Lavoratori impatriati Si esclude la possibilità di beneficiare della flat tax per i super ricchi con redditi esteri per chi aderisce al nuovo regime impatriati
Avviamento negativo Per chi adotta i principi contabili internazionali, si stabilisce che, in operazioni di cessione d’azienda, la differenza negativa tra il corrispettivo e il valore dei beni concorre alla formazione del reddito e del valore della produzione in quote costanti nell’esercizio stesso e nei quattro successivi
Sistemi di garanzia dei depositanti Si prevede una esenzione, fino al 31 dicembre 2028, degli interessi derivanti da titoli obbligazionari corrisposti ai sistemi di garanzia dei depositanti
Atleti dilettanti Per i premi erogati agli atleti dilettanti fino al 31 dicembre 2026, viene fissata una soglia di esenzione dalla ritenuta alla fonte di 300 euro complessivi
Riscossione Sono introdotti nuovi termini per la richiesta di riconsegna anticipata dei carichi affidati all’Agenzia delle entrate-Riscossione in specifici casi
Imposta di bollo Per i soggetti diversi dalle persone fisiche, l’imposta di bollo sui conti correnti e rendiconti aumenta da 100 a 118 euro.
Carta europea della disabilità Vengono stanziati nuovi fondi per l’emissione della carta per l’anno 2026
Avvocatura dello Stato Viene autorizzata la spesa di 500.000 euro dal 2026 per il pagamento delle spese degli atti processuali e del contributo unificato per conto delle parti patrocinate dall’Avvocatura dello Stato.

Verso l’ultimo sprint della riforma fiscale: il nodo delle risorse

Dall’autunno scorso, quando si è aperto il cantiere della Legge di Bilancio 2026, ad oggi resta la necessità e la difficoltà di far quadrare i conti. Anche in questa ottica, coerente con la preoccupazione di Giorgetti sulla stabilità finanziaria, va letto il lavoro di scrittura e riscrittura delle misure fiscali messe in campo.

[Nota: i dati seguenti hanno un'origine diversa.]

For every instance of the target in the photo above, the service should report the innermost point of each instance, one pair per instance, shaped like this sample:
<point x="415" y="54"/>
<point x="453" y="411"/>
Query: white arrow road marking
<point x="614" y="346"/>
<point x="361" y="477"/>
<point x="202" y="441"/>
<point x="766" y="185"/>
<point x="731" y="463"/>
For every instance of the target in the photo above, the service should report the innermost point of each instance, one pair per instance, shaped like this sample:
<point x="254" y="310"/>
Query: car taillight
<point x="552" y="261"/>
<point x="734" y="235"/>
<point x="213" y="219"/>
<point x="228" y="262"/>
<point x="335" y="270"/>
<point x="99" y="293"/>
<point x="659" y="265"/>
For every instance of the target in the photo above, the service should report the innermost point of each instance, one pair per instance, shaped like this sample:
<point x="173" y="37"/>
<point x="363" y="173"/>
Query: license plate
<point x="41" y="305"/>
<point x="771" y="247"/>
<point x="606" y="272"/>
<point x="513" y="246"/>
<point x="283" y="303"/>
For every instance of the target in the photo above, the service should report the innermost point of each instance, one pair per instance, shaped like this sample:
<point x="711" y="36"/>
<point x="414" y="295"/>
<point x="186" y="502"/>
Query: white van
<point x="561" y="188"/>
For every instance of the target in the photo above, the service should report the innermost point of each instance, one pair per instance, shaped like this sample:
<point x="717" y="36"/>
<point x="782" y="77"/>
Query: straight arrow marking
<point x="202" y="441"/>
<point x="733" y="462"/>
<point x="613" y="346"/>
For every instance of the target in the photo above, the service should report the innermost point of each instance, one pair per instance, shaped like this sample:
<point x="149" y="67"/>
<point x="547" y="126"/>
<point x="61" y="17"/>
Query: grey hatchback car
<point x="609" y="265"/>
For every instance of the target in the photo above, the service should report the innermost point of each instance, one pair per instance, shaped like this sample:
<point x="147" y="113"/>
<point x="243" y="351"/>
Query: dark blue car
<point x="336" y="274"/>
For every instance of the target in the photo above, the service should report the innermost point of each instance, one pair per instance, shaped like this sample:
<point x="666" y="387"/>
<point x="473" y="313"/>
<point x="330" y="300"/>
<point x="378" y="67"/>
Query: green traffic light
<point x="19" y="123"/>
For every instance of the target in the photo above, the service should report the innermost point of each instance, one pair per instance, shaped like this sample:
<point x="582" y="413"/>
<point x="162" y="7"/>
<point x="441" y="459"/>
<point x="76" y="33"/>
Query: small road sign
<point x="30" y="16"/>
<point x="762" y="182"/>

Ma questa calda primavera fiscale è appena iniziata e per il Ministero dell’Economia e delle Finanze il periodo degli equilibrismi su come e dove impiegare le risorse è ancora lungo.

Sono gli ultimi mesi a disposizione per concretizzare la riforma fiscale: entro la scadenza del 29 agosto si dovranno approvare gli ultimi decreti legislativi per ritoccare il sistema tributario, dopodiché si avranno a disposizione altri 24 mesi per le correzioni.

Oltre al Testo Unico sull’accertamento e al decreto sul gioco fisico, il Governo ha in programma un decreto omnibus come atto finale dei lavori di revisione del sistema tributario che dovrebbe declinare alcune novità rimaste in stand by. “Ci stiamo lavorando”, ha dichiarato a Informazione Fiscale il viceministro all’Economia e alle Finanze Maurizio Leo, durante la giornata di celebrazione dei 25 anni dell’Agenzia delle Entrate, senza però sbilanciarsi sui tempi.

In effetti, il lavoro è delicato: le difficoltà di mettere in pratica quello che, per ora, è rimasto in teoria sono legate ai fondi disponibili. È questo che preoccupa molto di più delle scadenze in arrivo, anche perché toccare i tributi è molto costoso, lo ribadisce Leo e lo dimostrano gli ultimi interventi sulle aliquote IRPEF.

E quel consolidamento dei conti pubblici, che tanto sta a cuore al Governo, non passa solo da una maggiore capacità di controllo e riscossione dell’Agenzia delle Entrate, ma anche e soprattutto, come ha ribadito lo stesso Giorgetti, da una “costante attività di monitoraggio e contenimento della spesa”.